Why are most college classrooms still phone-permissive by default? K–12 districts from Florida to California are now banning phones bell to bell; higher education has somehow lagged behind the public schools. Universities benefit from a pipeline they did not build and refuse to repair. What would it mean for a university system to invest seriously in the reading instruction happening in the high schools that feed it, rather than treating remediation as something to be quietly outsourced to first-year composition instructors?

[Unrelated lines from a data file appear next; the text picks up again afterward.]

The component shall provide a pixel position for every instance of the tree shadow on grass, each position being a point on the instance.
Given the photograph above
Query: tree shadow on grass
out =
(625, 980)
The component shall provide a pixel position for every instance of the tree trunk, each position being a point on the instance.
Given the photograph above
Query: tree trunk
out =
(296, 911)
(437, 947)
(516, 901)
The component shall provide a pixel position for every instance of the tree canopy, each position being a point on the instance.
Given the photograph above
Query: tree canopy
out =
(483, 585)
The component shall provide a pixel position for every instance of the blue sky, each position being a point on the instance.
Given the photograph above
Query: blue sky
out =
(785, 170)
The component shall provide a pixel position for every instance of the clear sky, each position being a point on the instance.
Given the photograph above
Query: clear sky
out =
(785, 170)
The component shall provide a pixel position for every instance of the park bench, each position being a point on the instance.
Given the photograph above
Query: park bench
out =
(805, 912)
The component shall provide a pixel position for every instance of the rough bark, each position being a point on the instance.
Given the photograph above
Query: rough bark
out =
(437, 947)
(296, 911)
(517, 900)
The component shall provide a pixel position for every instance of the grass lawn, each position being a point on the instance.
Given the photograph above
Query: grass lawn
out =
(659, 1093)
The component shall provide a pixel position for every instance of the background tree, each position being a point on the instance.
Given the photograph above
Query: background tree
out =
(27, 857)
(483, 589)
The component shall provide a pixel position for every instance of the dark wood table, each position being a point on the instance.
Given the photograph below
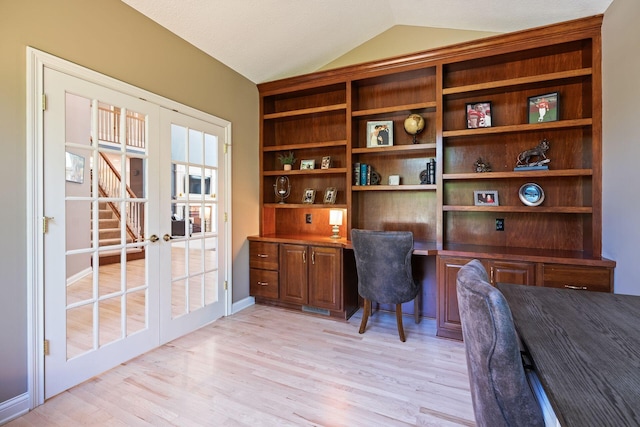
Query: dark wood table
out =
(585, 348)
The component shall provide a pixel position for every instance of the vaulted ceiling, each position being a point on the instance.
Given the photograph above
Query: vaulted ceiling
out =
(268, 39)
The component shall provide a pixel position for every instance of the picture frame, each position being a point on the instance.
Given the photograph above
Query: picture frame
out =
(307, 164)
(326, 162)
(544, 108)
(380, 134)
(478, 114)
(330, 195)
(485, 198)
(309, 196)
(74, 168)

The thing I am no longer willing to do is pretend this is a temporary adjustment period, or that “students will adapt.” They will not adapt on their own. The conditions that produced this collapse are still in place: the phones, the algorithmic feeds, the test-prep excerpts, staffing models that load the reading-intensive work onto the most precarious faculty, and now the chatbots that finish students’ sentences before they’ve even begun to think of them. If we want literate citizens, we will have to rebuild the conditions for literacy deliberately, against the grain of every incentive currently pointed the other way. I know the academy has the will to do that. It also has the obligation."
— Tyler Jagt, 1 June 2026, "My Students Can’t Read"

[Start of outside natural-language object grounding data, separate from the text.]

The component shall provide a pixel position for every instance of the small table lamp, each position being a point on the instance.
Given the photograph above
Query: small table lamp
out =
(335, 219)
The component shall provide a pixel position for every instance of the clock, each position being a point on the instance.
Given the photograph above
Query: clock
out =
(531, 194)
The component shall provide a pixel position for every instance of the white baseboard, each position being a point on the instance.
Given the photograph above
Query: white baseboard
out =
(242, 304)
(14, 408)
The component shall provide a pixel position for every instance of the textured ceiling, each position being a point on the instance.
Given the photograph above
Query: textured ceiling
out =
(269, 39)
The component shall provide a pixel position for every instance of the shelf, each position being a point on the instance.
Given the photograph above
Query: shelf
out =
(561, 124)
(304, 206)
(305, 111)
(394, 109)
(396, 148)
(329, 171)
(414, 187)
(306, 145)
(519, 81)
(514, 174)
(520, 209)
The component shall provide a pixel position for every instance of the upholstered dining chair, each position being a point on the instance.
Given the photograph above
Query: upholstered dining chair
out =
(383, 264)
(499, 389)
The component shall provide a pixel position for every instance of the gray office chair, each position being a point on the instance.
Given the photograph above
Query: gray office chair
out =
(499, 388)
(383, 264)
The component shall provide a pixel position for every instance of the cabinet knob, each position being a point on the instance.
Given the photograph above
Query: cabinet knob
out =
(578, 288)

The generational collapse in literacy is measurable, persistent, and likely to get worse.
I want to be very clear on this: it is not just dependence on smartphones and phones causing mental atrophy. It's that for decades we have taught Three Cueing System as a way to read, and while we are now beginning to correct, it is catching up with us. The reliance on smartphones and short form video are in part a result of illiteracy, not necessarily a cause of it, because we have failed to give students the tools to actually read but also paired it with the belief that they can read. They do not seek remedial reading help but blame the materials for being unclear or too difficult, when the fundamental problem is that the more complex the text, the less functional the three cueing system is. They are often quite literally guessing what the text says by searching for words they recognize (or think they recognize but cannot verify) and texts rapidly become impenetrable nonsense. Of course people will reach for their phones when 90% of the text they encounter in their daily lives and schooling is not accessible to them!